There is a case to be made for genuine tax competition, whether between London and the rest of the country, or Scotland or wherever. But the formula contained in the Scotland Act is not really that. It’s a kind of quid pro quo – cutting the central government block funding by the amount that the Scots raise in tax if and when. And because it looks better to have something you can call your own tax, then that’s what they’ll do. Still the tight grip on the purse strings, though, and still those limits on what can and cannot be done, many from the EU. It’s just another puppet on a string block fund by any other name.
And in fact, looking at the Scottish example on finance, it is fascinating to see that one area where of course Scotland could have pulled off a serious (if small) tax/business coup. It gives one hope that they almost did. It was cannily spotted by those composing this new mess of pottage and whipped away – on APD (the passenger tax on flights) the Scots for a brief moment thought they had managed to get away with it and that they would take control of this, like Northern Ireland. This is a tax which is NOT EU driven (as yet) and is a classic example of the argument that where there is NOT an overarching authority in charge setting the detail of the rules, devolution can be used to great advantage and leverage – some Scottish politicians had plans to reduce APD drastically, in light of the fact there is no EU telling you that APD has to be between one level and another.
APD is a serious barrier to travel for some people – a family travelling from the North of England, and all those flying from Scotland, to destinations even just a few thousand miles away would have been substantially better off flying from a low-APD Scotland. It would have seen a massive increase in business around Scotland’s airports (including more destinations and greater concentration of them) and corresponding drops in airports in the North of England.
It is very difficult for a family in Manchester to take the same advantage of a flight from Belfast, so safer for the devolvers to permit the authorities there to have that (as long as it is not too effective). But of course the sudden realisation of its certain impact just across the border in Scotland guaranteed it was removed from the table and not considered by the centre as up for negotiation. You cannot have effective and meaningful financial devolution in a tightly controlled centralising state like ours (ie the EU, with its subsidiaries).
Does anyone seriously think that central government will give London the right to collect APD and set its own limits? Let’s see what the Commission says about it.
Tell us what is possible
In the infamous Foreign Office advice note of the early 1970s at around the time when the UK joined “the Common Market/EEC”, it was said that no-one should mention the gradual encroachment of the EEC/EU on democracy and likely decrease in the power of the UK to make its own laws, and that decision makers should conceal this loss from the people for fear that it might provoke a public backlash.
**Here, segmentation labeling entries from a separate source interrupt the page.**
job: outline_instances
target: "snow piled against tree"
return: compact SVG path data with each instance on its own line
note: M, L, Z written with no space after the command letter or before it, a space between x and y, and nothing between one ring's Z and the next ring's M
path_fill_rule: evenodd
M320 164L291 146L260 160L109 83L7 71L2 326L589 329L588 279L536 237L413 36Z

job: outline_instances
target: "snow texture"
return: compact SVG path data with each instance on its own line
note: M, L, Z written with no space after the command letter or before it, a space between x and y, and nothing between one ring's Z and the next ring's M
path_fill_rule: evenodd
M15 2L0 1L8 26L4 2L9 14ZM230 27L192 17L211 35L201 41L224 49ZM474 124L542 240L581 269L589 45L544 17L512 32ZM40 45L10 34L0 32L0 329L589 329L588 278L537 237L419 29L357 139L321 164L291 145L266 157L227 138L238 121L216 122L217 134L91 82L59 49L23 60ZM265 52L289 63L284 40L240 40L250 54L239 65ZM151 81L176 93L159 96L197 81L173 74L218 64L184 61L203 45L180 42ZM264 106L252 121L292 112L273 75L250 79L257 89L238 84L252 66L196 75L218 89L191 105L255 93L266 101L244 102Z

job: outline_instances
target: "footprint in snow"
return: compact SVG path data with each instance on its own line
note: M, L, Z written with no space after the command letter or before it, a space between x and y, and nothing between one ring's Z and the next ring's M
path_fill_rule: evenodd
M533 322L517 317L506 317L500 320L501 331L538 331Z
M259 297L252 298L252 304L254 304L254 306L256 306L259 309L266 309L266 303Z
I appreciate therefore that the Commission will not want to admit that the EU’s role is a big one here, in both what powers can be exercised by devolved bodies or what they can spend their cash on.
But if their deliberations are to have any meaning, and they are to draw upon other EU cities like Berlin as examples, they must tell us frankly what is and is not possible and why. Maybe this exercise can start the process of getting real about power and where it lies. No point cherry picking and casting a wide ‘ideal world’ net which ignores realities and the law. And they need to explain in a simple way who is going to pay…and tell us if they are to declare turf war of any form on the boroughs to get hold of their cash.
And they may indeed find that under the current regime and rules the London Mayor is eternally cast as Oliver Twist, approaching the bullying Beadle (currently played by David Cameron) asking for more, with the beadle’s bosses in Brussels (“the board of well fed gentlemen who run the workhouse”) expressing outrage at the cheek.